Healing and Human Connectedness: In the novel, healing truly begins when Ekong interacts with his Latino, African American, and Asian neighbors who all suffer from the same systemic neglect and the nibbling bedbugs. Their shared exhaustion eventually breaks down the walls of national identity and ethnocentrisms. The novel’s resolution suggests that human connection is the only pesticide and counter-contagion strong enough to kill the bugs of prejudice both in America and in Nigeria. Also, New York, My Village emphasizes how effective storytelling exemplified by Ekong’s anthology serves as a bridge between his historical trauma and contemporary healing. For Ekong, the act of curating and editing minority stories about the Biafran War serves as an act of radical reclamation, a communal archive that challenges the way the war’s memory has been gatekept by dominant Igbo literary voices.

==Legacy==
=== Critical reception ===

Oprah Daily describes New York, My Village as one of the best 20 books of 2021 stating that the novel: “satirizes the self-serious book publishing business,” while also noting that Akpan’s satiric first novel “is both hilarious and spot on.”

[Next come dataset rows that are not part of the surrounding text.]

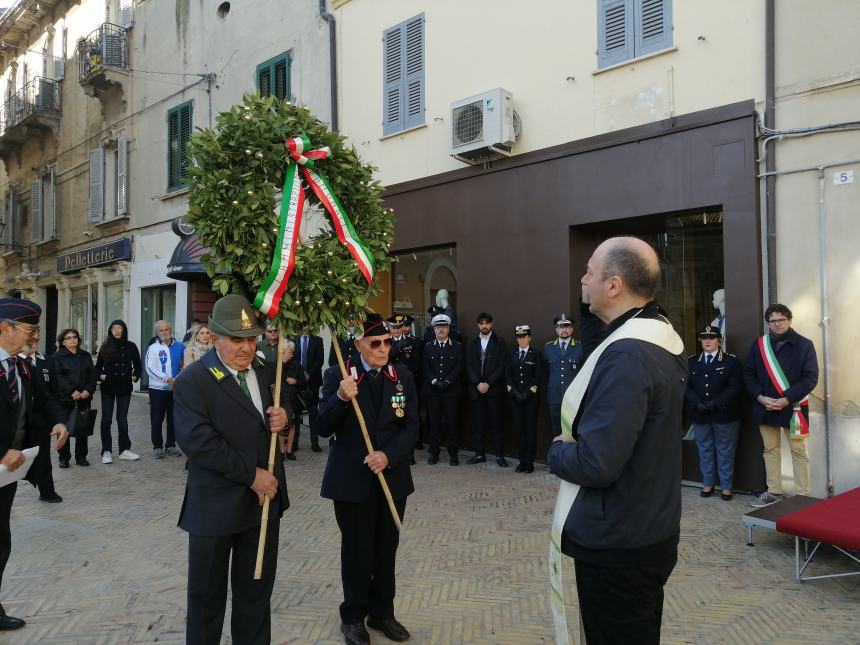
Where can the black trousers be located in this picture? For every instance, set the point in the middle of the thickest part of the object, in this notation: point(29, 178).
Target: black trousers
point(81, 443)
point(622, 605)
point(487, 410)
point(524, 422)
point(161, 405)
point(208, 564)
point(368, 547)
point(442, 415)
point(7, 496)
point(121, 401)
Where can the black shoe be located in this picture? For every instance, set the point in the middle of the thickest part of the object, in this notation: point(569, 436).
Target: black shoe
point(355, 634)
point(390, 627)
point(8, 623)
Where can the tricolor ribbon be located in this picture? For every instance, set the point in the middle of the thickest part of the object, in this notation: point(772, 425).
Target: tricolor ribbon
point(269, 296)
point(798, 427)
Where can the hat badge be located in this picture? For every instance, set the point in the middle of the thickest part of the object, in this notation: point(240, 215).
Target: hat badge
point(246, 321)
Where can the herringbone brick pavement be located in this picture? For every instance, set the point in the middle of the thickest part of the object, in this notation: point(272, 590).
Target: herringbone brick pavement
point(108, 565)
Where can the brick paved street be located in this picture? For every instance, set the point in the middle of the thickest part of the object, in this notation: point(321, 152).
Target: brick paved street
point(108, 564)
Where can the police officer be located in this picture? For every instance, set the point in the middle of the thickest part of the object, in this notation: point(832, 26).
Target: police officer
point(442, 389)
point(524, 373)
point(712, 395)
point(562, 357)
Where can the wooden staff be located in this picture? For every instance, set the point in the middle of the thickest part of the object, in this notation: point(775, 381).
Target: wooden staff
point(264, 522)
point(367, 442)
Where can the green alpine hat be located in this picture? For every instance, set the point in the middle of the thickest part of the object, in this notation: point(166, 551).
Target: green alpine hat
point(234, 316)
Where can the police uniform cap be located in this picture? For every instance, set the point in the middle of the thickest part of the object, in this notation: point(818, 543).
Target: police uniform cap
point(234, 316)
point(20, 310)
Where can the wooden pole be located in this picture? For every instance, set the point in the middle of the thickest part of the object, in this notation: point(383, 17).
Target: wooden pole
point(394, 514)
point(273, 442)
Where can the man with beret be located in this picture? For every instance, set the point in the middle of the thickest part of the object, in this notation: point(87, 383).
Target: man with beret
point(523, 377)
point(442, 389)
point(562, 357)
point(369, 535)
point(486, 360)
point(22, 392)
point(713, 397)
point(224, 420)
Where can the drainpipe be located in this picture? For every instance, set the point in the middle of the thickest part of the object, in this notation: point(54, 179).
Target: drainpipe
point(332, 52)
point(770, 159)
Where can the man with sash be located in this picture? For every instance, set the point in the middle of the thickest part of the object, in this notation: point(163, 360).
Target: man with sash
point(619, 508)
point(780, 372)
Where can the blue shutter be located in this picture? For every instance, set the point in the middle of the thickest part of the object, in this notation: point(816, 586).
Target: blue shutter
point(393, 80)
point(652, 24)
point(614, 31)
point(414, 31)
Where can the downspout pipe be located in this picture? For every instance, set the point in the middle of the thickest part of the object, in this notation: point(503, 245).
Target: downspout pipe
point(332, 52)
point(770, 159)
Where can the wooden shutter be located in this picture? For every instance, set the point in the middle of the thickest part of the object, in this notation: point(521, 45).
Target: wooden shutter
point(414, 32)
point(615, 32)
point(652, 25)
point(36, 217)
point(97, 171)
point(393, 81)
point(122, 176)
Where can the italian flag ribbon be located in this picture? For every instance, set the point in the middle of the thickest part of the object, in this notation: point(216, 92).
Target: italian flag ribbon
point(798, 427)
point(299, 172)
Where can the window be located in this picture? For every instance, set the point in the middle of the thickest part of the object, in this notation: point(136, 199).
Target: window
point(632, 28)
point(43, 208)
point(178, 133)
point(403, 76)
point(109, 181)
point(273, 77)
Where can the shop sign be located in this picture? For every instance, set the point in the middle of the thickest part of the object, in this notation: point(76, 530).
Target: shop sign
point(95, 256)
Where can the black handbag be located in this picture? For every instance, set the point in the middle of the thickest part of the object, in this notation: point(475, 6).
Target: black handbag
point(81, 422)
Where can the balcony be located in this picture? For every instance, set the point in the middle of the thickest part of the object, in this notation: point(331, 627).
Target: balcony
point(103, 59)
point(35, 107)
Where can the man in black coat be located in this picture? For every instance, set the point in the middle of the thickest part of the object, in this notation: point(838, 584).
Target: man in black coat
point(21, 393)
point(224, 420)
point(623, 527)
point(486, 360)
point(369, 535)
point(309, 354)
point(442, 389)
point(782, 409)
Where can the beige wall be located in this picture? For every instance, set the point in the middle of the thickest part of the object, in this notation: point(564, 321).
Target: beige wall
point(544, 53)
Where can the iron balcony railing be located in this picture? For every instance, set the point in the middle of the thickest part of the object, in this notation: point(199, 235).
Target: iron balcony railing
point(41, 96)
point(107, 46)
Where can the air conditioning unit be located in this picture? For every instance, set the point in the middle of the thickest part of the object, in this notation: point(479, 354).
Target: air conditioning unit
point(484, 127)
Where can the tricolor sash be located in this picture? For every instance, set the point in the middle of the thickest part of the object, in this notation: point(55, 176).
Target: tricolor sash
point(651, 330)
point(292, 204)
point(798, 427)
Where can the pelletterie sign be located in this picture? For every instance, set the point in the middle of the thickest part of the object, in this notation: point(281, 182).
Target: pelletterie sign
point(95, 256)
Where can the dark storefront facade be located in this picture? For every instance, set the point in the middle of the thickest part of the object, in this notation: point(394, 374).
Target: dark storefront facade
point(515, 237)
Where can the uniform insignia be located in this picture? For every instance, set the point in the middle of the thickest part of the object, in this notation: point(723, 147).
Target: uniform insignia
point(246, 321)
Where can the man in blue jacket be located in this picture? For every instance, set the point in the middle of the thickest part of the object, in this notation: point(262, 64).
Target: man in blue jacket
point(780, 372)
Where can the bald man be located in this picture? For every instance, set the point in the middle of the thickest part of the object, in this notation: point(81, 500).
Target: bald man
point(622, 527)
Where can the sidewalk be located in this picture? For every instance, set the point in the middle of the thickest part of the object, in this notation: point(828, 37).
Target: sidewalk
point(108, 564)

Regarding racism in publishing, Jo Hamya of The New York Times wrote that "Akpan's examination of the publishing industry serves less to mock and more to chart the ways in which narrative is essential in the forming of cultural groups. New York, My Village succeeds in making the too-rare observation that identity exists not as a fixed, individual thing, but in relation to others, and thus is constantly shifting.

Sylva Nze Ifedigbo of The Lagos Review said that the novel "brings something extra to the table of the civil war discussion by travelling a route less taken, shining the spotlight on the experiences of minority ethnic groups in Biafra and bringing to the fore, for the first time, at least to this reader, the bloody ethnic conflict that ragged at this period, the memories of which like the war itself, still haunts and which will continue to shape the dynamics of peace in the country, over fifty years after the war."

Ainehi Edoro of Brittle Paper said of the book that "The official narratives tend to stage the war as an epic battle between the newly formed Biafra and Nigeria, which, when viewed through the lens of ethnicity, corresponds to Igbo, on the one hand, Hausa and Yoruba, on the other. ... Apkan's work is unique in the way it addresses the experiences of the descendants of those who lived through the war, how they grapple with lingering traumas, as well as deal with the silences and competing narratives around the war. For tackling these questions and offering a different facet of the Biafran War, New York, My Village pairs brilliantly with Adichie's Half of a Yellow Sun and Chinua Achebe's There Was a Country".

==Awards==

- Long-listed for the CORA and NLNG prize 2025.
- Shortlisted for the 2022 ANA Chinua Achebe Prize for Literature.
- Long-listed for the 2025 Nigeria Prize for Literature.